Cameroon has cut the annual forest royalty paid by logging companies by between 25 percent and 35 percent from January 1, 2026, as part of a fiscal incentive aimed at curbing illegal logging and promoting sustainable forest management, according to the country’s 2026 finance law.
Under a budget execution circular signed on December 31, 2025, by Finance Minister Louis Paul Motazé, companies holding valid exploitation permits are eligible for a 25 percent reduction in the annual forest royalty, known locally as the RFA. The reduction rises to 35 percent for operators able to demonstrate certification for sustainable forest management.
The measure is intended to “encourage the sustainable management of forest resources,” the finance minister said in the circular, as authorities seek to address long-standing environmental degradation and revenue losses linked to non-compliant practices in the forestry sector.
Cameroon, which holds vast tropical forests forming part of the Congo Basin, has struggled for years with illegal and uncontrolled logging despite a regulatory framework governing forest concessions. Official reports have repeatedly highlighted economic and environmental damage caused by illicit exploitation, including the loss of public revenue and the degradation of protected areas.
In a 2021 report, the National Financial Investigation Agency (ANIF) recalled that illegal forestry and wildlife exploitation generated a revenue shortfall of nearly CFA33 billion per year for the state. The agency cited a March 2019 letter from the minister of territorial administration calling for disciplinary and criminal proceedings against individuals involved in such activities.

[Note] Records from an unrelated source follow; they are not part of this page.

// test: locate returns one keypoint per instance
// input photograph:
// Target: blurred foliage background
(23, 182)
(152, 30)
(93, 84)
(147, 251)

However, illegal logging is not the sole source of losses in the sector. Environmental groups say false declarations of timber volumes particularly for exports have had an even greater impact on public finances. By underreporting production and export values, some operators reduce their tax liabilities and deprive the state of significant revenue.
According to a joint report published in 2020 by the Environmental Investigation Agency (EIA) and Cameroon’s Centre for the Environment and Development (CED), the country lost more than CFA170 billion between 2014 and 2017 due to under-declared timber exports to Vietnam alone. The estimate was based on discrepancies between values declared by Cameroonian exporters and those recorded by Vietnamese importers.
The report, titled “Stolen wood, desecrated temples: the harmful consequences of the timber trade between Cameroon and Vietnam on Cameroonian populations and forests,” described a trade that contributed little to state revenue because of largely clandestine financial transactions. It said deals were often conducted in cash and supported by false documentation, allowing exporters to conceal part of their turnover.
Between 2014 and 2017, the report found, Cameroonian exporters declared $308 million less in timber exports than what Vietnamese import statistics recorded over the same period. The authors also accused some Vietnamese-linked operators active in Cameroon of widespread violations, including illegal logging, tax evasion, encroachment on protected areas and money laundering.
The study highlighted the rapid growth of trade between the two countries. Within a few years, Vietnam became Cameroon’s second-largest timber market after China, while Cameroon emerged as Vietnam’s leading supplier of tropical logs, accounting for about a quarter of Vietnam’s imported logs between 2016 and 2019.
By offering tax relief to certified operators, Cameroonian authorities hope to shift incentives in favour of legal and sustainable practices, while improving oversight and protecting one of the country’s most valuable natural resources.